LAS PALABRAS Y SUS CONSECUENCIAS
Peligros y amenazas no son escasos. Los debates se multiplican. La palabra libertad – como ideal de vida– es abusada. Flamantes líderes y lideresas emergen con discursos preocupantes y sus palabras tienen consecuencias. El colega periodista Jorge Elías, a través de El Ínterin –www.elinterin.com, que dirige y recomiendo–, especializado en asuntos internacionales, reporta que el Global State of Democracy 2024 del Instituto Internacional para la Democracia y la Asistencia Electoral, con sede en Estocolmo desde 1975, después de evaluar 158 países, concluye que “en una de cada tres elecciones, el porcentaje promedio de votantes ha disminuido del 65,2 % en 2008 al 55,5 % en 2023″.
Agrega que “en dos de cada 10 elecciones entre 2020 y 2024, uno de los candidatos o los partidos derrotados rechazaron el resultado”. Donald Trump desde 2020 hasta hoy miente enfáticamente e insiste en que Joe Biden, actual presidente norteamericano, no triunfó en aquellas elecciones. En el mismo reporte se asegura que “en 2023, la democracia tuvo el peor declive en elecciones en casi medio siglo por la intimidación de los gobiernos, la interferencia extranjera, la desinformación y el uso indebido de la inteligencia artificial”.
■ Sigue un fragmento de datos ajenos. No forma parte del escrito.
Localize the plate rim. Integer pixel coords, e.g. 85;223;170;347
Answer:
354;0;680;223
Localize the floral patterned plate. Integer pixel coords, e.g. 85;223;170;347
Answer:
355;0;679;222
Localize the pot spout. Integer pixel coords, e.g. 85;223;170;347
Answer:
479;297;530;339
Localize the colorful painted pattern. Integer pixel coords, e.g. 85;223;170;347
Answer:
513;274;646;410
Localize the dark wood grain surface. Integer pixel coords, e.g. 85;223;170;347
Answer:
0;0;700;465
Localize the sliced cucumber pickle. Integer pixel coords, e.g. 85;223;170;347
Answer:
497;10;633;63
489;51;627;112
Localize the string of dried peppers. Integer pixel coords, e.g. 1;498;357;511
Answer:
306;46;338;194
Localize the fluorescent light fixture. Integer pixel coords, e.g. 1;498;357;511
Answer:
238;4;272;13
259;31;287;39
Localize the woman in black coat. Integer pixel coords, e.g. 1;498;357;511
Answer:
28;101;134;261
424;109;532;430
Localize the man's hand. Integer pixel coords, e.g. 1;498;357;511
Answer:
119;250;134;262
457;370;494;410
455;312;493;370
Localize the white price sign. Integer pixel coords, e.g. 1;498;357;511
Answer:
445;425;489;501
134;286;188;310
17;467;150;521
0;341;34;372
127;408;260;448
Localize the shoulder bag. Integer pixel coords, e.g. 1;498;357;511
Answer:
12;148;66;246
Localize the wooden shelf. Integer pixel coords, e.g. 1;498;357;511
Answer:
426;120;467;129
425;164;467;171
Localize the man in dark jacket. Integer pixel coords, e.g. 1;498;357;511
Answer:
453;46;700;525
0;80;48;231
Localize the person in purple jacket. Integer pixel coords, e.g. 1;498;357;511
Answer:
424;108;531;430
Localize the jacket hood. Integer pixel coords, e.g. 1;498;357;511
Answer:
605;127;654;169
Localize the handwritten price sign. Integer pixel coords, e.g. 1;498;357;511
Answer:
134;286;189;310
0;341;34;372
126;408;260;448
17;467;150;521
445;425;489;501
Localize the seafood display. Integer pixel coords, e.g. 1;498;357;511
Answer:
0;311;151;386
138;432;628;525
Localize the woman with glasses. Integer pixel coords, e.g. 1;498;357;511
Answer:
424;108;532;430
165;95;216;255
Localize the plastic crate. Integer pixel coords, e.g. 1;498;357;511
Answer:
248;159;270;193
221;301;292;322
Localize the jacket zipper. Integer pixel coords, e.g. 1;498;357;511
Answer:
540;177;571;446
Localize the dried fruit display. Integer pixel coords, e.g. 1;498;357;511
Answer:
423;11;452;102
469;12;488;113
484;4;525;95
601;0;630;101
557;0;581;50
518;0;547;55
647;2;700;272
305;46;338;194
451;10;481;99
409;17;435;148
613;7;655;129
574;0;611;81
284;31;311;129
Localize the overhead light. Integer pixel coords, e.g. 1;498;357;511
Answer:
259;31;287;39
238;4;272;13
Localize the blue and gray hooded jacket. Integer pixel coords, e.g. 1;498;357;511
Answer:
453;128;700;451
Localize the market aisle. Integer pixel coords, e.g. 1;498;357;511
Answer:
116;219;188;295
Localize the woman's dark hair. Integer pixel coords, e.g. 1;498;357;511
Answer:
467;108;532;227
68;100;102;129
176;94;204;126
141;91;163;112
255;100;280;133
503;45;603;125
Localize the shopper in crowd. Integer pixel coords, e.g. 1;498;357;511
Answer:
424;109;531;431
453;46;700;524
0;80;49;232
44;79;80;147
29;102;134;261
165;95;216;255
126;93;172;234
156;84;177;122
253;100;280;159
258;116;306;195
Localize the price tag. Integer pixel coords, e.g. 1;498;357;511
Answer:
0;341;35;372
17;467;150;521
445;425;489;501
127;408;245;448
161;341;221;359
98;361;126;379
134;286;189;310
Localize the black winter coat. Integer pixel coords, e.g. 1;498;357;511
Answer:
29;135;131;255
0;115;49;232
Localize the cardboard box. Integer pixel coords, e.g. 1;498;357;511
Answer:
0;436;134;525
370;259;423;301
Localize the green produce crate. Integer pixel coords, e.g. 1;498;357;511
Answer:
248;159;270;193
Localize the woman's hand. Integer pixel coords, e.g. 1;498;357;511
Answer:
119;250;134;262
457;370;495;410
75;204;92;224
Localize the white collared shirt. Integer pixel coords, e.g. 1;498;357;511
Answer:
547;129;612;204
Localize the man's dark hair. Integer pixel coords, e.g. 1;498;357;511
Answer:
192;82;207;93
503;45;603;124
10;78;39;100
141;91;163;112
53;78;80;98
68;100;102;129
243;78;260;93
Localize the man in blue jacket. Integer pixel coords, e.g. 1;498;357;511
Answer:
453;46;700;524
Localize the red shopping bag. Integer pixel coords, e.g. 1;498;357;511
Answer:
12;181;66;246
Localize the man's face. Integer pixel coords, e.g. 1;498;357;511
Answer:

¿Qué es lo que se incomprende? Guterres, en la ONU, al igual que los colegas periodistas Cantelmi, Elola y Elías reportan datos que van en la misma línea desde perspectivas y objetivos bien diferentes. Preocupante, por cierto. Y lo es más cuando en las redes circulan con altísima velocidad múltiples discursos de odio y diatribas contra la democracia en nombre de la libertad sin tener presente la condición humana que –como lo explica el maestro Edgar Morin (103)– “debería ser objeto esencial de cualquier educación”.
HOJA DE RUTA
Es preciso saber, comprender y comprehender que “el ser humano es a la vez físico, biológico, psíquico, cultural, social, histórico”, para entender el verdadero sentido que proponen sucesivamente la Agenda del Milenio (2000- 2015), la aún vigente Agenda 2030 de Desarrollo Sostenible y el flamante Pacto del Futuro (2030-2045) que, además, son una suerte de hojas de ruta que cada Estado-nación puede y debe adoptar o no a su legislación interna. No son imposiciones. Cada uno de esos documentos asumen la humanidad con “ciencia y conciencia” sin escindirla tanto “de su identidad compleja” como “de su identidad común a todos los humanos”. Oponerse críticamente a tales premisas a partir de saberes específicos epistemológicamente alineados con algunos conocimientos “completamente desintegrados (de la condición humana) a través de las disciplinas” tradicionales suele generar lo que se conoce como “ceguera del conocimiento”.
Quien quiera oír, que oiga. Quien quiera ver, que vea. ¿Desde dónde empezar entonces para evitar el no ver? “Somos especie, somos sociedad, somos cultura, somos libertad... ¿qué somos? (vale pensarlo y recordarlo porque) allí emerge la condición humana”, propone con sabiduría Ana Sánchez Torres, desde Valencia.